Figure 2. HGF expression in BRAF mutant patient melanomas.

Figure 2

A: Example of tumor HGF expression juxtaposed with negative stroma (left panel), scattered stromal cells with weak (arrows) to moderate (encircled) stromal HGF reactivity (right panel) [dashed line= tumor/stroma interface]. B: Example of tumor HGF grading (0–3).

C: Correlation of mean maximal response to BRAF inhibitor with peri-tumoral stromal (black bars) and melanoma cell (white bars) HGF expression in pre-treament samples. D: Mean intensity of HGF immunoreactivity for peri-tumoral stromal (black bars) and melanoma cells (white bars) in pre-treatment biopsies of poor versus good responders. E: Mean extent of HGF immunoreactivity for peri-tumoral stromal (black bars) and melanoma cells (white bars) in pre-treatment biopsies of poor versus good responders. F–H: Mean intensity of stromal cell HGF expression in good responders (F), in poor responders (G), and in good and poor responders combined (H) before BRAF inhibitor therapy (Pre) and upon progressive disease while on BRAF inhibitor (Prog). Note trend to an increase in HGF expression in progressing lesions in both stromal (black bars) and tumor cells (white bars) that reaches statistical significance when good and poor response groups are combined (H). Data for extent of HGF immunoreactivity in peri-tumoral stromal and melanoma cells before BRAF inhibitor therapy and upon progressive disease while on BRAF inhibitor treatment showed similar trends for good and poor responders when analyzed separately; the increase in HGF expression extent in progressing tumor samples reached statistical significance when good and poor responder groups were combined (data not shown).

Table 1.

Pre-BRAF inhibitor patient samples and HGF immunoreactivity assessment.
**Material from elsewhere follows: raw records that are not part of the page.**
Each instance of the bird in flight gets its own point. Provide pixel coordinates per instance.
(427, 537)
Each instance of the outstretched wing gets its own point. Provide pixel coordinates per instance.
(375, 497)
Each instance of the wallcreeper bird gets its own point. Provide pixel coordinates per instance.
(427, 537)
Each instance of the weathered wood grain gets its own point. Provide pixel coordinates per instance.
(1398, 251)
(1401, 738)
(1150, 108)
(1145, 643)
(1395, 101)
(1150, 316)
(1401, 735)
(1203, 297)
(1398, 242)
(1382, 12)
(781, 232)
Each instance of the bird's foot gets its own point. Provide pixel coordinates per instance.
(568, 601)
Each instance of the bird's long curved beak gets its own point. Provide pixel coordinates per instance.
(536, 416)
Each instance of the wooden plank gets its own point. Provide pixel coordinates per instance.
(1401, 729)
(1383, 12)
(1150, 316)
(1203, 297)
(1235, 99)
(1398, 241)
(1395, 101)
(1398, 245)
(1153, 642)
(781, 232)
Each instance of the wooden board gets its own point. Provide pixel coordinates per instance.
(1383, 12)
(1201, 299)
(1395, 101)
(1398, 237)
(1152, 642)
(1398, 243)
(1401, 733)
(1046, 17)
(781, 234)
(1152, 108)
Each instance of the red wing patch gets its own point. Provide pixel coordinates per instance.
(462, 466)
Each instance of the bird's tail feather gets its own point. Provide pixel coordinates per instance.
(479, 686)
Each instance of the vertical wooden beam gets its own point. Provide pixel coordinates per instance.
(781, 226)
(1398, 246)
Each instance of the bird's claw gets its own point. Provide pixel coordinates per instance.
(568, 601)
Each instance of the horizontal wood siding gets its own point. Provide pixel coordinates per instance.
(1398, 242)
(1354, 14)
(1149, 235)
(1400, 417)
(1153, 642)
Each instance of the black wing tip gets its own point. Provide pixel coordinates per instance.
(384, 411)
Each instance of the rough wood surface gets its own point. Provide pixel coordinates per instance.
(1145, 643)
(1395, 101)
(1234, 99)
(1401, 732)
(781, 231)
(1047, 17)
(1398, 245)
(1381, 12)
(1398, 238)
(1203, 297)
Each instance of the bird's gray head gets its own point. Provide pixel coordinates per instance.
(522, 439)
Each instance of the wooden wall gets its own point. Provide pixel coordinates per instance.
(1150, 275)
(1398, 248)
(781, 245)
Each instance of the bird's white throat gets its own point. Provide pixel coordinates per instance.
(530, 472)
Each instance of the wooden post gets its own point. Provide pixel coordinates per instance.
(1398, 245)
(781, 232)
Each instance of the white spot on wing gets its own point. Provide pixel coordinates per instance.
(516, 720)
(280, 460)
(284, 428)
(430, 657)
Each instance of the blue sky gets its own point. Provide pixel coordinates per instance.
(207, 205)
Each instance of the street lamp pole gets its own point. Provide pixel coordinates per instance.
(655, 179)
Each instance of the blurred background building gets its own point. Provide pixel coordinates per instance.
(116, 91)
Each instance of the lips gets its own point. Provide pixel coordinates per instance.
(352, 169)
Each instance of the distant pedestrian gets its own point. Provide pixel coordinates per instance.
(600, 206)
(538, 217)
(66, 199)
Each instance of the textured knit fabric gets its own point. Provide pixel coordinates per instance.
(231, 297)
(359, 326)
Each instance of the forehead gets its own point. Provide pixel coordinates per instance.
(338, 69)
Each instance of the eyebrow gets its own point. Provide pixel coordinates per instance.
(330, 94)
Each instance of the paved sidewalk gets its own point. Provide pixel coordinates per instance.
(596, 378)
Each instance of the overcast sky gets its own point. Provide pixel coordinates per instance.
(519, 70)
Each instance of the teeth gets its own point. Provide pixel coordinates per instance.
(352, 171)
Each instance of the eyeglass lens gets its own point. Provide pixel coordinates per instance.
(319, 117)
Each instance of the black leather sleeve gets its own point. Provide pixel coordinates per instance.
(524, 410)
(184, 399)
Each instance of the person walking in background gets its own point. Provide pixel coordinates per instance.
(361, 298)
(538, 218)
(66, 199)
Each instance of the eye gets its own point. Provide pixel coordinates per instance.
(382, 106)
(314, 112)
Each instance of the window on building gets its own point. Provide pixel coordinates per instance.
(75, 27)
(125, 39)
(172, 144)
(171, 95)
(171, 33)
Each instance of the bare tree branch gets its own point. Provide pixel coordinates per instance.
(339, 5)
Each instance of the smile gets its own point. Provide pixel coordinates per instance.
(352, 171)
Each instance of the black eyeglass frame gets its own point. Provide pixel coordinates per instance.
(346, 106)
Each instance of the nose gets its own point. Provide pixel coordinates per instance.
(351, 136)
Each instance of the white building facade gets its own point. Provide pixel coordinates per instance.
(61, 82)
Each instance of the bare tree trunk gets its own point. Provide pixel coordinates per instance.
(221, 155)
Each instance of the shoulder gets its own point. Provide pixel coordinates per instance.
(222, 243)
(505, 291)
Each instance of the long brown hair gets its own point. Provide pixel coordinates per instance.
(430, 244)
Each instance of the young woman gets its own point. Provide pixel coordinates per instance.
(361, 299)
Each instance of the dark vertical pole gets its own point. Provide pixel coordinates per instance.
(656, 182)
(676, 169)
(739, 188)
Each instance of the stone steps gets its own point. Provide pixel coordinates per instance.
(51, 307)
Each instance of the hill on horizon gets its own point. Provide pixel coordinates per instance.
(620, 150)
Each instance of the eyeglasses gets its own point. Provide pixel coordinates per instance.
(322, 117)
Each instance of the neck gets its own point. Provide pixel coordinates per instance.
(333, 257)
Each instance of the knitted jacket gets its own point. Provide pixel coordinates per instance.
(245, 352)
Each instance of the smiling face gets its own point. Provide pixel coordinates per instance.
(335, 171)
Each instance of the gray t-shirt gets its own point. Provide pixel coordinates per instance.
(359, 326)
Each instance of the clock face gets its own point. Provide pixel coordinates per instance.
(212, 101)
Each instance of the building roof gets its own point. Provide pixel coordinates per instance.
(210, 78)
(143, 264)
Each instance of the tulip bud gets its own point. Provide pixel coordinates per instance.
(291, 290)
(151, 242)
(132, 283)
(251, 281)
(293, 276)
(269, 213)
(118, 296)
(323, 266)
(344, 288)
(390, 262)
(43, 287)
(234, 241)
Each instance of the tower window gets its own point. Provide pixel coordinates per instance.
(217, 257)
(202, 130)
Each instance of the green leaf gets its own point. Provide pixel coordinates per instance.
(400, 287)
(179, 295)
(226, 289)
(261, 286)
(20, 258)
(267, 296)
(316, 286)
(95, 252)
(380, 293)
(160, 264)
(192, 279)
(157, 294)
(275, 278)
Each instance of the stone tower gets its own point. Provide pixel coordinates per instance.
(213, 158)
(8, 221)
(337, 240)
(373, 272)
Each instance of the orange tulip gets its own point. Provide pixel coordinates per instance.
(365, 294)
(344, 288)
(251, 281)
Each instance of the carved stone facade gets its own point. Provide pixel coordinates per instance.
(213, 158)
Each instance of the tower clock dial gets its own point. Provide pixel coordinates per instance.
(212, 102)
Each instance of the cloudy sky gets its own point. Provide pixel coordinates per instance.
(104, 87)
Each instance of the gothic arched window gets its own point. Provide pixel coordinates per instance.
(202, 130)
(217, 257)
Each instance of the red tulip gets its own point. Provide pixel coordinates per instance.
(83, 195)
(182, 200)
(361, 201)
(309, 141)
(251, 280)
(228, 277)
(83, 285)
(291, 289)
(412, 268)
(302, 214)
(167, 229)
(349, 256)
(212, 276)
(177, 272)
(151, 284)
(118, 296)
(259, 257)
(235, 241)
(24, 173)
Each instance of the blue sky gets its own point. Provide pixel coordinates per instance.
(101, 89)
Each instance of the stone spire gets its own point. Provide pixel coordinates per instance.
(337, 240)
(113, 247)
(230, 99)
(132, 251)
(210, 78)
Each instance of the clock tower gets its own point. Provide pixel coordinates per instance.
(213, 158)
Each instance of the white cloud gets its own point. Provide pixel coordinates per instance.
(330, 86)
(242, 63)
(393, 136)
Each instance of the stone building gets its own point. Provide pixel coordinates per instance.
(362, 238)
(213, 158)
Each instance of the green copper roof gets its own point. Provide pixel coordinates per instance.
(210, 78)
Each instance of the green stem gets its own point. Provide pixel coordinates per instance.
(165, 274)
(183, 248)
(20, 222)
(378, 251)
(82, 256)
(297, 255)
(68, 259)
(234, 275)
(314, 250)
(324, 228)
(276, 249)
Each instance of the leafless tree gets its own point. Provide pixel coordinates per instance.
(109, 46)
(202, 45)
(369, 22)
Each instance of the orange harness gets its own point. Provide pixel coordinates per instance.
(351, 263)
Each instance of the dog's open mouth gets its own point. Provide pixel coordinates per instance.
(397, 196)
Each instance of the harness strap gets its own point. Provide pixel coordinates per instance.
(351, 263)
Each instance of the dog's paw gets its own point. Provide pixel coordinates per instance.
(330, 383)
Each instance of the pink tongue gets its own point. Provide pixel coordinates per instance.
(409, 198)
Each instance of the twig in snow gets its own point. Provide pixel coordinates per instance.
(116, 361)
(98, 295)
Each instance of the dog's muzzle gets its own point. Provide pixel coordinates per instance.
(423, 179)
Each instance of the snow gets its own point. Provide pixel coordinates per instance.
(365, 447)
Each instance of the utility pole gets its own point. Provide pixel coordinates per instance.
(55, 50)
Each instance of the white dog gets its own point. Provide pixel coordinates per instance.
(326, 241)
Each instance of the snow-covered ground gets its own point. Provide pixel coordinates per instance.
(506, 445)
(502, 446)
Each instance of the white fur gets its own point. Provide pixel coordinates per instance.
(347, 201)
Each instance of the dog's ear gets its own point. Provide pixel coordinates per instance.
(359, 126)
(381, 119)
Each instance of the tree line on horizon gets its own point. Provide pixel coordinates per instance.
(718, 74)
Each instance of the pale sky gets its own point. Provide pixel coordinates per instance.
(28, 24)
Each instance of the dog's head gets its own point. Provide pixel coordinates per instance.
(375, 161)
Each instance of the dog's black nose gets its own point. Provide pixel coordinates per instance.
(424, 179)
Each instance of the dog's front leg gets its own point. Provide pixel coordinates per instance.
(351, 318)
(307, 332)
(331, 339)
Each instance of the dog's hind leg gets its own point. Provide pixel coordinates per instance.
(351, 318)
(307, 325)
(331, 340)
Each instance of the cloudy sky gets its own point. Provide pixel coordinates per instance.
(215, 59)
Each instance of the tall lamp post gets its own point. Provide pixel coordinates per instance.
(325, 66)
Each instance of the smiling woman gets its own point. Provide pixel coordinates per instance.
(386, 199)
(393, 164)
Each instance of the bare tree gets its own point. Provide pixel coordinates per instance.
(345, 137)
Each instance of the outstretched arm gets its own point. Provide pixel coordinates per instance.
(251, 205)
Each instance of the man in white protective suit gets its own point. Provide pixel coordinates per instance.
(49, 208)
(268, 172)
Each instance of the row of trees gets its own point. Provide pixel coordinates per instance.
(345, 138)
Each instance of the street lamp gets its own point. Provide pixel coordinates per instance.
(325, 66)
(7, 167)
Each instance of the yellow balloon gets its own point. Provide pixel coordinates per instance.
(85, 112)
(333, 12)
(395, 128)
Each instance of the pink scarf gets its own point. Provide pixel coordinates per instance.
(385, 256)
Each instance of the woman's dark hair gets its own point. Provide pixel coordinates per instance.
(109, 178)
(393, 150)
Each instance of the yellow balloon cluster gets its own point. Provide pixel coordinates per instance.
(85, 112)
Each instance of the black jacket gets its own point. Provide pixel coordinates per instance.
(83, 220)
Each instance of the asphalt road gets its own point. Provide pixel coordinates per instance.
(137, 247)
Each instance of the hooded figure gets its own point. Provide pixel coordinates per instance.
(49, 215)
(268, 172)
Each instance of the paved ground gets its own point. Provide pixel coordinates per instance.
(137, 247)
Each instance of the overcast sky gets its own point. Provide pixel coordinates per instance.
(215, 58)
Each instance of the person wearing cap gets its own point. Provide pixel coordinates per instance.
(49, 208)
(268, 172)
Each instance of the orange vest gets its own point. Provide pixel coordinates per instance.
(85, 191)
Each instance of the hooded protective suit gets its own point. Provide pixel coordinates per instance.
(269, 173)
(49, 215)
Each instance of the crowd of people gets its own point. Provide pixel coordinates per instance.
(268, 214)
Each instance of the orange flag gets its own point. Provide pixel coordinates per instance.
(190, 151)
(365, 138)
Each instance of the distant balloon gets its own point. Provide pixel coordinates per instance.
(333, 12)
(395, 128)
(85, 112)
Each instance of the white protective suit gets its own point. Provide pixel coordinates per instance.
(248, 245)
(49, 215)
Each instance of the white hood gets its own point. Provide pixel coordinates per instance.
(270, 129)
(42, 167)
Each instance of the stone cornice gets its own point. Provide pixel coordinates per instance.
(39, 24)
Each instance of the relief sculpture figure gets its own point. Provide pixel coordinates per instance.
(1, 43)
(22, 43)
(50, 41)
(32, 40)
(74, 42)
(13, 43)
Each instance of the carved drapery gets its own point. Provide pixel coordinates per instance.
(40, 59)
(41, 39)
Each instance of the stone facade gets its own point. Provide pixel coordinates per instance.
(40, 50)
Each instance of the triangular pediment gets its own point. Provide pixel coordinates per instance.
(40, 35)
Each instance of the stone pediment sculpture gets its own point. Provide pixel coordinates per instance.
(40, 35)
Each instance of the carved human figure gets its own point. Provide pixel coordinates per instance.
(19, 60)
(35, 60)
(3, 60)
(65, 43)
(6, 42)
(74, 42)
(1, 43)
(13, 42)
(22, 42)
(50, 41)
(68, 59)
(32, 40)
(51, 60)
HGF in stromal cells HGF in tumor cells

Patient Genotype BRAF
inhibitor
% tumor
size1
Site Intensity Extent Intensity Extent
Good responders 1 V600E Dab −60 LN 0 0 0 0
2 V600E Dab −62 SQ 0 0 1 1
3 V600E Dab −63 SQ 0 0 0 0
4 V600E Dab −63 Adrenal 0 0 0 0
5 V600E Dab −71 Brain 0 0 0 0
6 V600K Dab −67 Lung 1 1 1 1
7 V600E Dab −71 LN 0 0 0 0
8 V600E Dab −67 SQ 1 3 2 4
9 V600E Dab −76 SQ 0 0 0 0
10 V600E Vem −76 LN 0 0 0 0
11 V600E Dab −78 Rectum 0 0 0 0
12 V600E Vem −100 Muscle 0 0 3 3

Poor responders 13 V600K Dab 10 Adrenal 1 1 1 2
14 V600E Dab 4 LN 0 0 0 0
15 V600E Vem −2 Brain 0 0 1 2
16 V600E Dab −5 SQ 0 0 0 0
17 V600E Dab −6 LN 1 1 0 0
18 V600E/W604C Dab −6 SQ 0 0 0 0
19 V600E Dab −10 SQ 0 0 0 0
20 V600K Dab −14 SQ 0 0 0 0
21 V600E Dab −15 LN 0 0 0 0
22 V600E Dab −15 SQ 0 0 0 0
23 V600E Vem −17 SQ 0 0 0 0
1

Measured according to the RECIST criteria.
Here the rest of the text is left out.